Comment 6 Agostino Sarubbo gentoo-dev 2020-04-19 19:00:28 UTC
amd64 stable
Comment 7 Agostino Sarubbo gentoo-dev 2020-04-20 07:54:31 UTC
x86 stable
Comment 8 Agostino Sarubbo gentoo-dev 2020-04-20 09:29:29 UTC
s390 stable
Comment 9 Agostino Sarubbo gentoo-dev 2020-04-20 13:27:32 UTC
arm stable
Comment 10 Agostino Sarubbo gentoo-dev 2020-04-20 13:29:11 UTC
sparc stable
Comment 11 Agostino Sarubbo gentoo-dev 2020-04-20 18:03:43 UTC
ppc stable
Comment 12 Agostino Sarubbo gentoo-dev 2020-04-20 18:04:34 UTC
ppc64 stable
Comment 13 Rolf Eike Beer 2020-04-21 21:22:16 UTC
hppa stable
Comment 14 Sam James archtester gentoo-dev Security 2020-04-27 00:33:56 UTC
(In reply to Alasdair Kergon from comment #4)
> Just in case anyone worries about this one, nobody has provided upstream
> with any evidence of a security problem here so the upstream view remains
> that the CVE designation was a mistake.
> 
> But do still fix the bug to improve stability if you're using the affected
> features.

I did mean to reply at the time -- thank you for clarifying. I was a bit dubious when I saw it.
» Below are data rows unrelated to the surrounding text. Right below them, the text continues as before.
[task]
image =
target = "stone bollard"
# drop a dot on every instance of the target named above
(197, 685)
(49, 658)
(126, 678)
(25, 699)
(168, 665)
I'll tentatively set glsa? because I can't vote yet.
Comment 15 Sam James archtester gentoo-dev Security 2020-04-27 00:35:21 UTC
arm64 stable: https://gitweb.gentoo.org/repo/gentoo.git/commit/sys-fs/lvm2?id=7a37c9c92fd70ccad519e68ae2726ff91f5e186e

@maintainer(s), please cleanup
Comment 16 Larry the Git Cow gentoo-dev 2020-04-27 00:50:24 UTC
The bug has been referenced in the following commit(s):

https://gitweb.gentoo.org/repo/gentoo.git/commit/?id=1881836d0d33dcd9636e8ce903e3f4c46ef01f3f

commit 1881836d0d33dcd9636e8ce903e3f4c46ef01f3f
Author:     Thomas Deutschmann <whissi@gentoo.org>
AuthorDate: 2020-04-27 00:46:57 +0000
Commit:     Thomas Deutschmann <whissi@gentoo.org>
CommitDate: 2020-04-27 00:49:24 +0000

    sys-fs/lvm2: security cleanup
    
    Bug: https://bugs.gentoo.org/709686
    Package-Manager: Portage-2.3.99, Repoman-2.3.22
    Signed-off-by: Thomas Deutschmann <whissi@gentoo.org>

 sys-fs/lvm2/Manifest                 |   2 -
 sys-fs/lvm2/files/lvm.rc-2.02.184-r3 | 154 -------------------
 sys-fs/lvm2/lvm2-2.02.184-r5.ebuild  | 273 ----------------------------------
 sys-fs/lvm2/lvm2-2.02.186-r2.ebuild  | 279 -----------------------------------
 sys-fs/lvm2/lvm2-2.02.187.ebuild     | 279 -----------------------------------
 5 files changed, 987 deletions(-)
Comment 17 Thomas Deutschmann gentoo-dev Security 2020-04-27 00:51:07 UTC
Closing without GLSA due to dispute.